The first operation unit of the Indian Air Force, a flight, was formed in April 1933 with six officers and 19 airmen (hawai sepoy). At the outbreak of the Second World War (WW II), the IAF consisted of one squadron, 16 officers and 269 airmen. At the end of WW II, the IAF had nine squadrons. Squadrons 1,2,3,4,6,7,9 and 10 had Hurricanes and No.8 had Spitfires. Five of the Hurricane-equipped squadrons played a major role in the Arakan offensive which began in December 1944. They disrupted Japanese communication lines and constantly harassed the Japanese forces, thus planning a significant role in the victory of the Allied forces over the Japanese in Burma - a victory that culminated in the retaking of Rangoon on 3 May 1945.

=== IAF's No. 1 Squadron - its formation ===
Dinshaw Eduljee was a part of the Indian Air Force's No. 1 Squadron, the very first squadron of the Indian Air Force.

At its formation, the Indian Air Force consisted of one flight, "A" Flight, that was part of a planned squadron called No. 1 Squadron. "A" Flight of No. 1 Squadron was formally established on 1 April 1933 and was located at Drigh Road in Karachi. Its complement of aircraft consisted of four outdated Westland Wapiti IIAs. The flight which was commanded by Flight Lieutenant C. A. Bouchier (DFC) from the Royal Air Force (RAF), included six Indian officers and nineteen support personnel and technicians then known as Hawai Sepoys (literally Air Soldiers).

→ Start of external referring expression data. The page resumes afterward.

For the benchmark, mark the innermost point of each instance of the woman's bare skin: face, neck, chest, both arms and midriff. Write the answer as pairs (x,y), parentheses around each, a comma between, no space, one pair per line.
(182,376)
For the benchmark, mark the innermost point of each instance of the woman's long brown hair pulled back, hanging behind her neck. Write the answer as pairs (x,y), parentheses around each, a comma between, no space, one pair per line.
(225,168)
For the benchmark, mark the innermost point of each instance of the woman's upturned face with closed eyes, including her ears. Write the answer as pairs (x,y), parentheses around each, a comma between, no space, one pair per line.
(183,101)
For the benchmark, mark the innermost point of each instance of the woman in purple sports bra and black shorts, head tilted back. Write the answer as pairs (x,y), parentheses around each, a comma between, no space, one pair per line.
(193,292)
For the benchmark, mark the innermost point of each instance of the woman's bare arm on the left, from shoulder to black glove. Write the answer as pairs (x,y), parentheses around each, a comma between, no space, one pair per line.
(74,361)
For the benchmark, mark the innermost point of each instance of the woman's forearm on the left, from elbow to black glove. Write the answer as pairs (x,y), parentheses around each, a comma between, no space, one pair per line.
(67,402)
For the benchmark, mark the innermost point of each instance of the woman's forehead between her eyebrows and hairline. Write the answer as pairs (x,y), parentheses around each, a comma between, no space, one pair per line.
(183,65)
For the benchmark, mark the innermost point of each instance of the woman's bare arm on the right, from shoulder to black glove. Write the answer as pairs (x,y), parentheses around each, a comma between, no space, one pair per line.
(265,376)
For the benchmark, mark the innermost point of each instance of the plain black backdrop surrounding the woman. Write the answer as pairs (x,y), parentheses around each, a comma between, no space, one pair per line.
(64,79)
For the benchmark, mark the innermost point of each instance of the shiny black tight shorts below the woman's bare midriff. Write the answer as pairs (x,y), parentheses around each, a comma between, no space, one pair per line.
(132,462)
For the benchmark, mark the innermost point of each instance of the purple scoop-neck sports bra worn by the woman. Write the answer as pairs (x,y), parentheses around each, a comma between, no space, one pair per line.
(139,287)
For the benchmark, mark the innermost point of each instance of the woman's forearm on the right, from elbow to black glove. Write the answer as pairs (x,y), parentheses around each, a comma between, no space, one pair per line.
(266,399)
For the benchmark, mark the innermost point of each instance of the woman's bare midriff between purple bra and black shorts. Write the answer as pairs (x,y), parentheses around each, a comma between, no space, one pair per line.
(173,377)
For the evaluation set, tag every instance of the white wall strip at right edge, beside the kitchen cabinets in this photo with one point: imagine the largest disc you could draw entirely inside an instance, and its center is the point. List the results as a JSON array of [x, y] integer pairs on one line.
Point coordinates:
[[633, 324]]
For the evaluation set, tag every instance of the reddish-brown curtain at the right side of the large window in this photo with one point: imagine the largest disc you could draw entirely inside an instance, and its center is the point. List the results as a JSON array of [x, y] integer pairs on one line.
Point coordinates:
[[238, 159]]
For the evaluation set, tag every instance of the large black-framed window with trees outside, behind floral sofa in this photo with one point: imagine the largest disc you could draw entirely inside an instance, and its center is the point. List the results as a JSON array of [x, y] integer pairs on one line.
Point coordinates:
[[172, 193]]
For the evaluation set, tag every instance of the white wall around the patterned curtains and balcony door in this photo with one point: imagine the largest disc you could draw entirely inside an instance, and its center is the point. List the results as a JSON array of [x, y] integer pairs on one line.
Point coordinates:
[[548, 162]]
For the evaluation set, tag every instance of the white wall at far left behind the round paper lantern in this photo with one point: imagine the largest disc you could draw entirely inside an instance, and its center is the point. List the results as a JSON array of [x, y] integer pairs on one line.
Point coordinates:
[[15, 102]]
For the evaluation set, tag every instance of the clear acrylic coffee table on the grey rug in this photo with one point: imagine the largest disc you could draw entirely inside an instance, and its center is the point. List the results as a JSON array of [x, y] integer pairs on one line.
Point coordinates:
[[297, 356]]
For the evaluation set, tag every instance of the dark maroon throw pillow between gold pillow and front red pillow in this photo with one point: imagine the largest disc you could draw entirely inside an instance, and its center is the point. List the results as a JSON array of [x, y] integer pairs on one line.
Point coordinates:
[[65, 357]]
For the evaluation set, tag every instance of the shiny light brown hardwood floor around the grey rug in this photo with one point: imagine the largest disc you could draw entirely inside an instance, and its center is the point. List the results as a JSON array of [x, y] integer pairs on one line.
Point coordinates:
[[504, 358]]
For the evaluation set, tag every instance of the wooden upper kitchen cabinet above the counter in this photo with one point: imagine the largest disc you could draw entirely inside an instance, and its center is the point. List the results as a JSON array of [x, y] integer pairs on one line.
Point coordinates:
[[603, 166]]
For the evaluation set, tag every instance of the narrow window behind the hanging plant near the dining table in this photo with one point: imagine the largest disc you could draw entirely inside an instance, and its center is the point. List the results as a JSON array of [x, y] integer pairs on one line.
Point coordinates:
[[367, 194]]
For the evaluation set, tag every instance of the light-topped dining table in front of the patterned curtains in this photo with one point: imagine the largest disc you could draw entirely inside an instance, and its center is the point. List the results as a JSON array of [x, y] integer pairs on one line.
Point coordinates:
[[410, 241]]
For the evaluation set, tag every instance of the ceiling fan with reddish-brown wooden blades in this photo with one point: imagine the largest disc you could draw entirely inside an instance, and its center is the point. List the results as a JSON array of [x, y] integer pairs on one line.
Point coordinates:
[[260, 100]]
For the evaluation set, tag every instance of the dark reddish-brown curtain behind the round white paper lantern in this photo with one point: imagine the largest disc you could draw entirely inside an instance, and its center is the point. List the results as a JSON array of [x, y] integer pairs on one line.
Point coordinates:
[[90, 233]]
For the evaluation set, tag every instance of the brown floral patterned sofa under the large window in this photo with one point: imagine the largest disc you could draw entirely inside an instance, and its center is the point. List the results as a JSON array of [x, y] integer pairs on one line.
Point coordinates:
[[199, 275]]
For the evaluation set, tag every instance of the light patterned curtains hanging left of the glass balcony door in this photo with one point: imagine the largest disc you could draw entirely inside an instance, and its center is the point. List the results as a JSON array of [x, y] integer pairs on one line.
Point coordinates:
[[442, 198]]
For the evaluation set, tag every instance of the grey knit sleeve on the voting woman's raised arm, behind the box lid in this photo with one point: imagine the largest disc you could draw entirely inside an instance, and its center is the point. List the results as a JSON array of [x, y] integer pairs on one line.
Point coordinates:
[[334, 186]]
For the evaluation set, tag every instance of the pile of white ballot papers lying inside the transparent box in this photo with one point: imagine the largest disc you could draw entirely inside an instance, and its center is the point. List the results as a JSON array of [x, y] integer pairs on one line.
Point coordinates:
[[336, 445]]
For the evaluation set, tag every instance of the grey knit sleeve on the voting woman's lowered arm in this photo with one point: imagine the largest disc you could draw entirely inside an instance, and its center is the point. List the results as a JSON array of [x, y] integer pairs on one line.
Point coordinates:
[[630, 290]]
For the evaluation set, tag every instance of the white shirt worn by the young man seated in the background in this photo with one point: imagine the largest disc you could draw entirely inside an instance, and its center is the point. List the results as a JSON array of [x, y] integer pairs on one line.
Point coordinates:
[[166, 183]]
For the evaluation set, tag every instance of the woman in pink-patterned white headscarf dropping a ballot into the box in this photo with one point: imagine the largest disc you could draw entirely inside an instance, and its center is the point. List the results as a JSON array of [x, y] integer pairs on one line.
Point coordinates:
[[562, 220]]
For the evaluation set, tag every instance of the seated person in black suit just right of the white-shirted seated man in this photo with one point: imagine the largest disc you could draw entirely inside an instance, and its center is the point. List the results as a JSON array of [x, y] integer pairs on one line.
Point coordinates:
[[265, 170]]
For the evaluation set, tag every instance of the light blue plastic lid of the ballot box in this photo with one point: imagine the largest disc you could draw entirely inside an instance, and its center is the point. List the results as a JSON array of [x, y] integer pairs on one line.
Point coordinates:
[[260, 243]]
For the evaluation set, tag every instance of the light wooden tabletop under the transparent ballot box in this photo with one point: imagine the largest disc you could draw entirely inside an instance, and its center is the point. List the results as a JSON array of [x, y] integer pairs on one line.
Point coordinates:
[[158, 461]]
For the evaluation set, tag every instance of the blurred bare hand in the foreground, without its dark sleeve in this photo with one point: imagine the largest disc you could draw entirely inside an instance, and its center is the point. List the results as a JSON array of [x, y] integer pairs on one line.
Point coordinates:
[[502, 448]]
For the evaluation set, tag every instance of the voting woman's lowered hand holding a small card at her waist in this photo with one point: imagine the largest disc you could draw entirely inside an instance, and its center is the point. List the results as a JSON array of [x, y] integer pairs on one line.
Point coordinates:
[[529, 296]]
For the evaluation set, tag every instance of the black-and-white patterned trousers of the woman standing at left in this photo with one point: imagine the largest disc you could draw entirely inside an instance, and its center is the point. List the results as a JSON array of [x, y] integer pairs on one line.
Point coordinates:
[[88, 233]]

The six Indian officers (who had recently graduated from training at RAF Cranwell) were H. C. Sircar (SN?), Subroto Mukherjee (SN 1551, OBE, later Air Marshal and the first Chief of the Staff of the IAF), A. B. Awan (SN 1552), Jagat Narain Tandon (SN 1553), Bhupendra Singh (SN?) and Amarjit Singh (SN?). These officers had started their training in 1930 and were commissioned in late 1932.

Later notable members of the squadron included Aspi Merwan Engineer, (SN 1554, DFC, later Air Marshal and the Chief of the Air Staff), Karun Krishna Majumdar (SN 1555, DFC & Bar), Narendra (SN 1556, full name not known), Ravindra Hari Darshan Singh (SN 1558), Prithipal Singh (SN 1578), Mehar Singh (SN 1559, MVC DSO), S. N. Goyal (SN 1560) and Arjan Singh (SN 1577, DFC, later Air Marshal).

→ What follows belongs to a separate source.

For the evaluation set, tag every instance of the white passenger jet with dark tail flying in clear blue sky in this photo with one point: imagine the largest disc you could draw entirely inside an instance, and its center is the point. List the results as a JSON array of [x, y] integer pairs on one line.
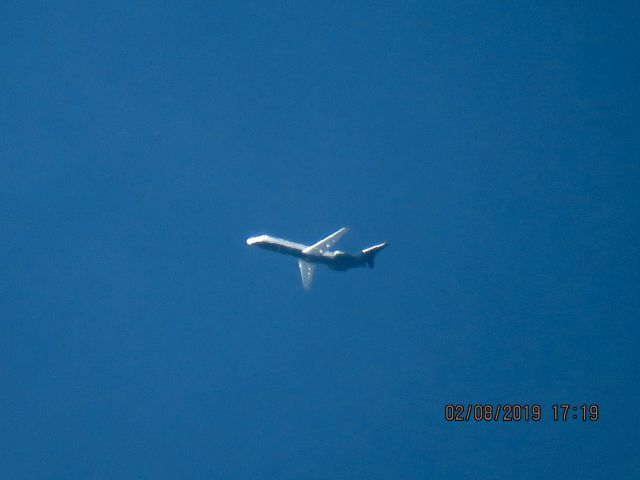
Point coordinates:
[[318, 253]]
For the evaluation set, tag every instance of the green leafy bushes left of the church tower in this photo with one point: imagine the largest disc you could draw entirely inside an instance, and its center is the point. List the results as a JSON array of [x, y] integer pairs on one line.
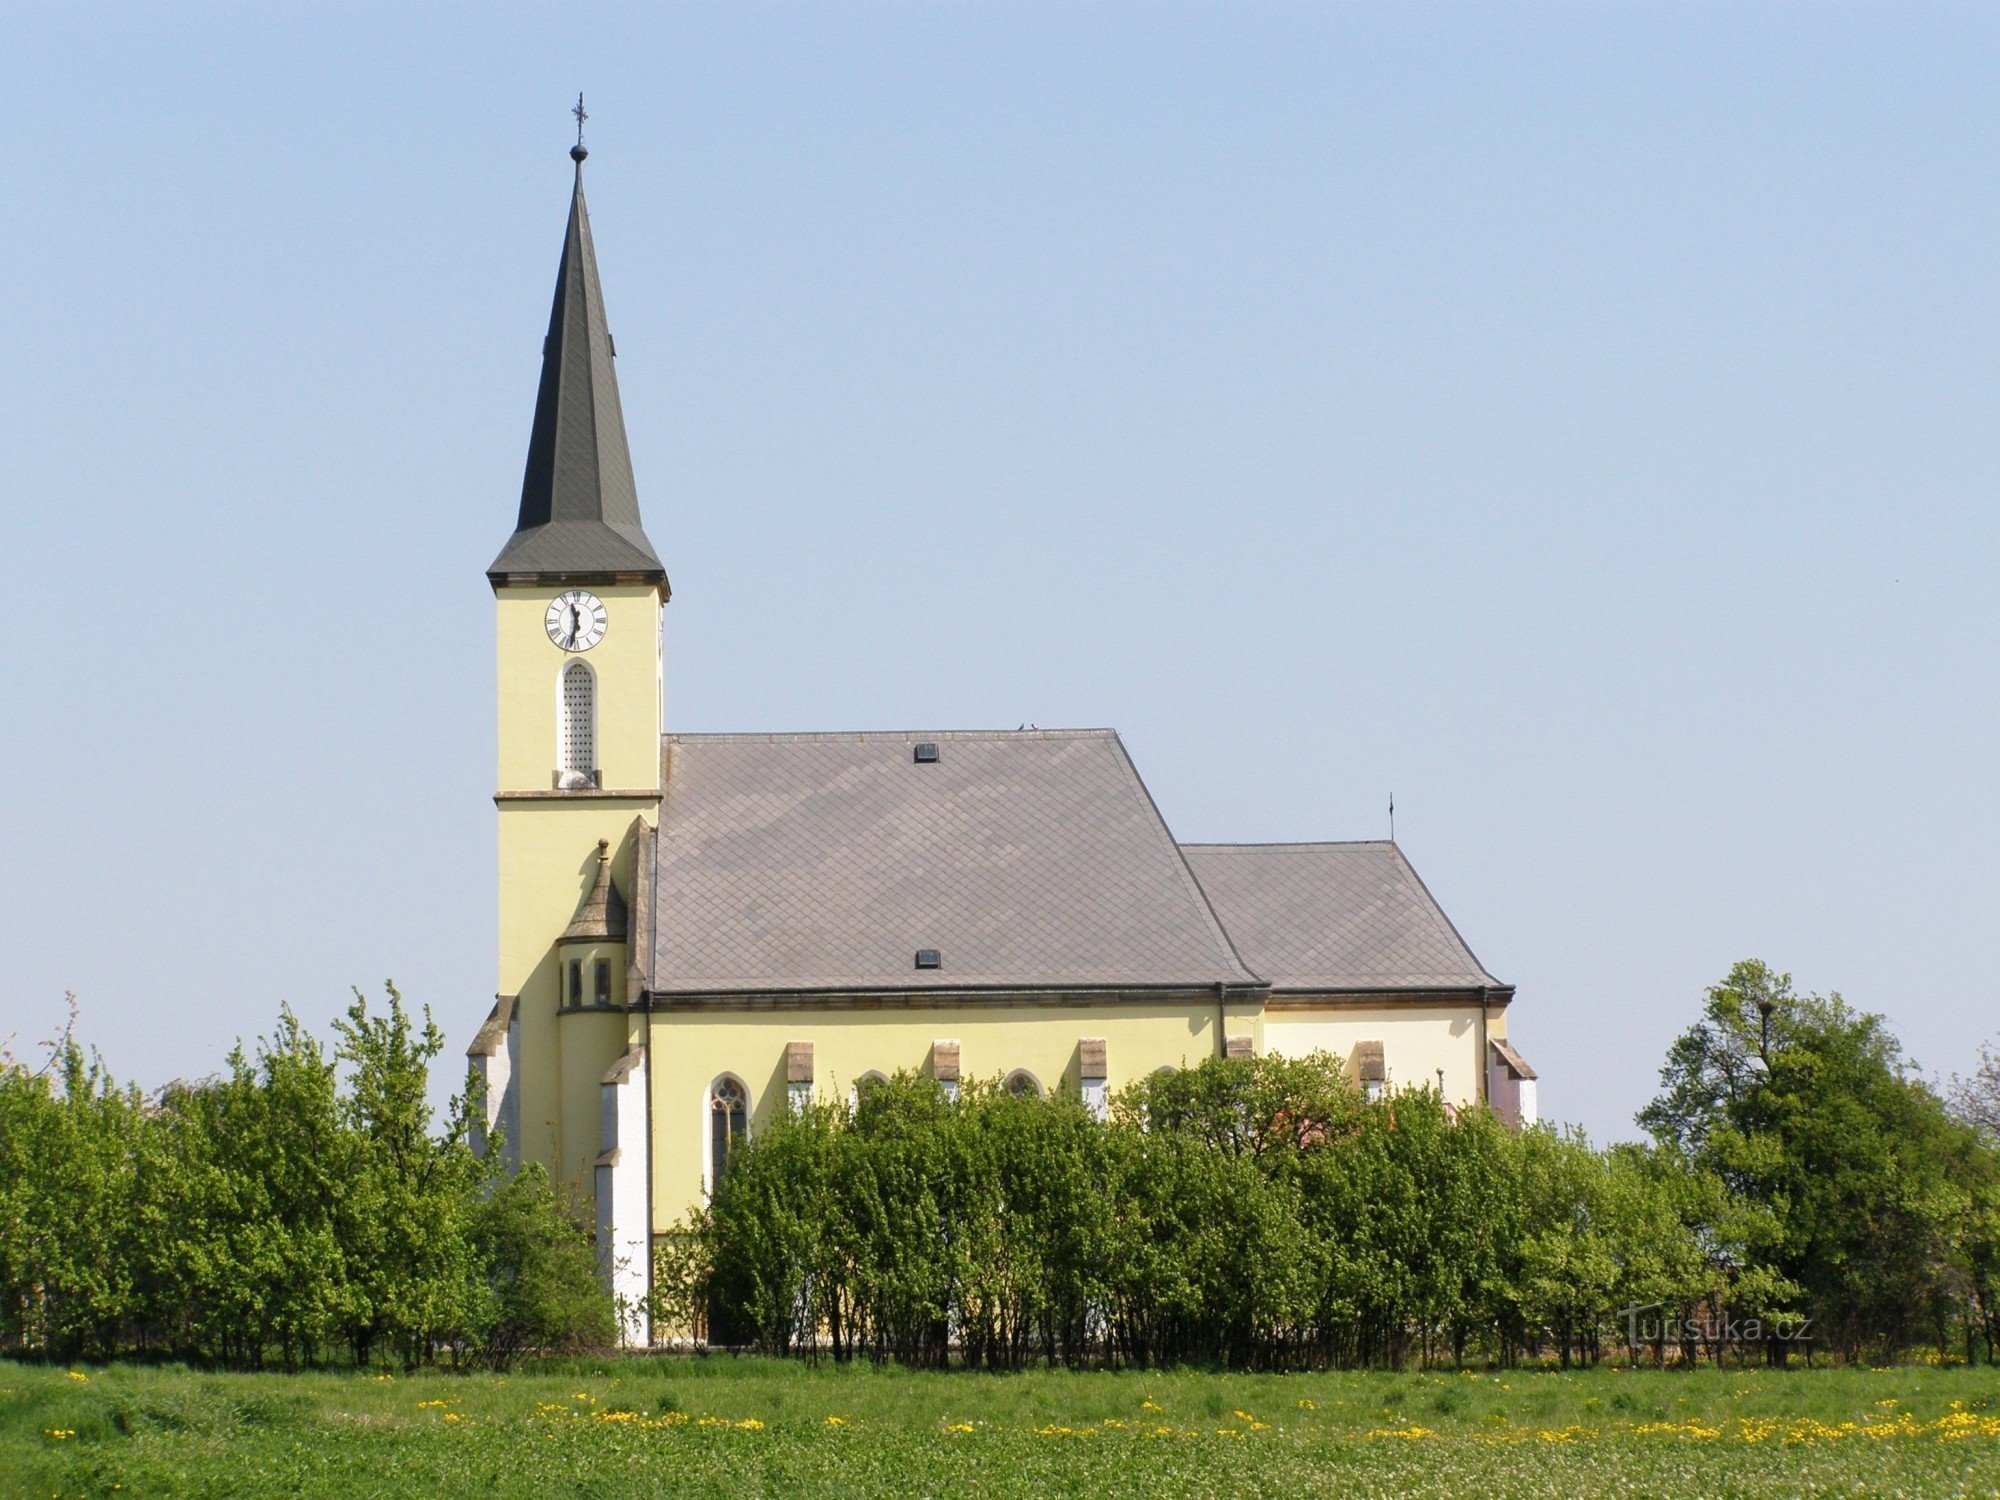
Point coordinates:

Four-and-a-half years after its formation - towards the end of 1937 - "A" Flight saw was in combat action for the first time in Miranshah, North Waziristan, part of the Northwest Frontier Province. It flew in support Indian Army operations against the insurgent Bhittani tribesmen.

The early and formative years (1933 to 1937) of the squadron saw it being deployed against hostile tribesmen in Northwest Frontier Province in general and Waziristan in particular, areas that are today part of Pakistan and which continue to be targets of air strikes both by the Pakistani Air Force and US unmanned drone attacks (see Miranshah airstrike). Then Flight Officer Aspi Engineer was "Mentioned-in-Despatches" for gallantry during these operations.

On 16 March 1939, Subroto Mukherjee who was the Flight commander of the squadron's "A" Flight took over command of the Squadron from Squadron Leader C. H. Smith, the first Indian Air Force officer to gain that position.

In 1944, at the time Dinshaw Eduljee was shot down, No. 1 Squadron was based in Imphal, and its commanding officer (CO) was Squadron Leader Arjan Singh.

=== Hawker Hurricane ===

The aircraft flown by Dinshaw Eduljee when he crashed in Burma was the Hawker Hurricane.

The Hurricane saw service in the IAF from 1942 to about 1945. From 1943 to 1944, IAF squadrons using the Hurricanes were deployed on the India-Burma front. The Hawker Hurricanes could fly at speeds in of 480 km/h and more (547 km/h). While on missions, the planes often flew in pairs – a lead pilot and a wingman (also called a weaver). During his last flight, Eduljee was the lead pilot while Flying Officer Codanda Machia Cariappa was his wingman.